Da war der Rumble in the jungle von 1974, der legendäre Kampf über acht Runden gegen den übermächtigen George Foreman in Kinshasa unter den Augen von Diktator Mobutu Sese Seko. Eine wunderbare Dokumentation („When we were kings“) zeigt, wie aufgeladen die Atmosphäre war, wie wenig Chancen Ali auf den Sieg hatte – und wie er mit einer List Foreman übertölpelte.

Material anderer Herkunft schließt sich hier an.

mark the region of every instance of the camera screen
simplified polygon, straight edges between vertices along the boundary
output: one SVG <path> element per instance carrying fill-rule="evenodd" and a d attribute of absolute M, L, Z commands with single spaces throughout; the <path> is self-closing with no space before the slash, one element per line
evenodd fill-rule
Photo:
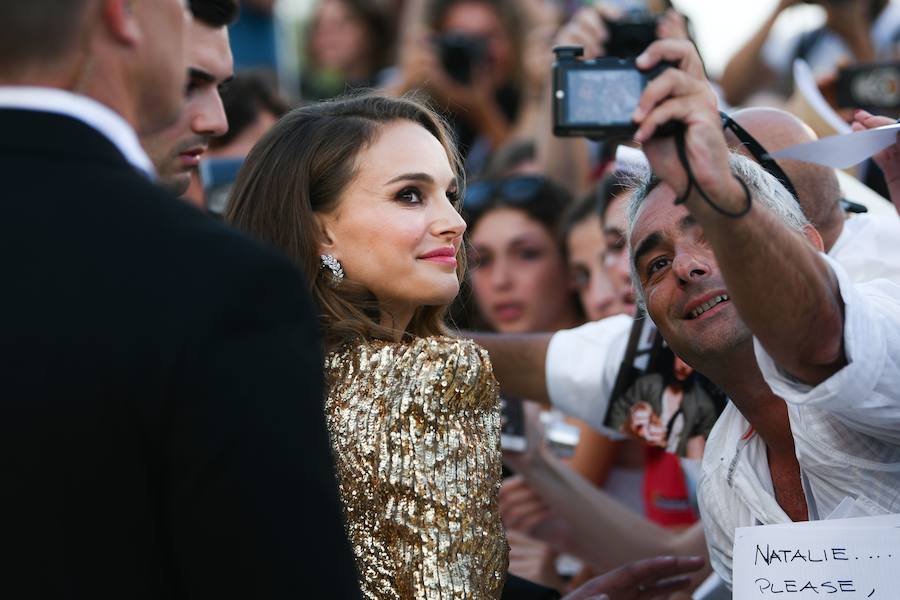
<path fill-rule="evenodd" d="M 639 71 L 573 69 L 566 75 L 569 123 L 631 123 L 631 114 L 643 91 Z"/>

Promoter Don King inszenierte das globale Spektakel, B.B. King musizierte, Norman Mailer schrieb darüber.
Ali weigerte sich in den Vietnamkrieg zu ziehen
Da war der „Thrilla von Manila“, der Kampf gegen Joe Frazier 1975 auf den Philippinen, den er nach 14 Runden durch Abbruchsieg gewann. Da waren die unzähligen Weltmeisterschaftskämpfe, für die man auch in Deutschland nachts aufstand, um sie live zu sehen. In West und Ost.
Da war schon der Olympiasieg in Rom 1960, als der 18-jährige Clay angeblich aus lauter Flugangst auf dem Gang im Flieger nach Italien niedergekniet sein soll. Er war der schnellste, der technisch beschlagenste Schwergewichtler, den man sich vorstellen konnte.
Die besten Sprüche von Muhammad Ali
Doch als er sich als Weltmeister 1967 weigerte, für die USA in den Vietnamkrieg zu ziehen, wurde ihm das Boxen verboten. Er soll aus Wut seine Goldmedaille von Rom in den Kentucky River geworfen haben. Wahrscheinlicher aber ist, dass er sie verschludert hat. Wie so vieles ihm privat entglitten ist, wie er auf falsche Freunde gehört hat, so reiht sich auch diese Episode in die große, von dramatischen Wendungen geprägte Geschichte eines Sport-Idols. Aber nach Vietnam? Das wollte er nicht. „Ich hab‘ keinen Ärger mit denen. Kein Vietcong hat mich je Nigger genannt.“ Das war seine Antwort darauf, dass die US-Behörden ihn brechen, den aufmüpfigen Schwarzen reglementieren wollten.
Der größte Boxer aller Zeiten verlor sein Tempo
Aber auch mit den Schwarzenbewegungen focht er einen Streit aus. Wie Ali-Trainer Angelo Dundee einst im Abendblatt-Interview sagte, wollten einige der befreiungsbewegten Freunde um Ali, dass er Dundee feuert. Sein Coach dürfe kein Weißer sein. Ali sagte ihnen: „Aber Angelo ist kein Weißer. Er ist Italiener.“
Von 1970 an durfte Ali wieder boxen, doch seine „Beine waren weg“, wie die Biografen schrieben. Das bedeutet, dass sein Speed, das Tempo weg war, seine Einzigartigkeit von „Float like a butterfly, sting like a bee“ (Schwebe wie ein Schmetterling, stich zu wie eine Biene) war passé. Ali wurde schwerer, schwerfälliger, hatte aber immer noch den boxerischen Killerinstinkt. Seine großen Sprüche behielt er bei, auch wenn die natürlich nur für die Show waren – und vor allem auswendig gelernt, wie Trainer Dundee freimütig sagte.
1984 kam die Parkinson-Diagnose
1981 beendet er seine Karriere, 1984 wurde bei ihm Parkinson diagnostiziert. In einem bewegenden Auftritt entzündete Ali 1996 bei Olympia in Atlanta das Olympische Feuer. Die Welt war gerührt, denn Ali zitterte und strengte sich an, seiner Aufgabe nachzukommen. Da stand einer, der der Größte war und doch so hilfsbedürftig.
Schon in den Sechzigern hatte sich Ali nach seinem Namenswechsel und der Hinwendung zum Islam mit dem TV-Moderator Howard Cosell angelegt, der Alis Rabaukentum kritisierte. Später wurden sie Freunde, wie der friedensbewegte Ali überhaupt schnell Freundschaften schloss. Cosell starb Mitte der neunziger Jahre an Parkinson. Ali weinte um ihn. Nun fließen überall auf der Welt Tränen, weil Muhammad Ali von uns gegangen ist.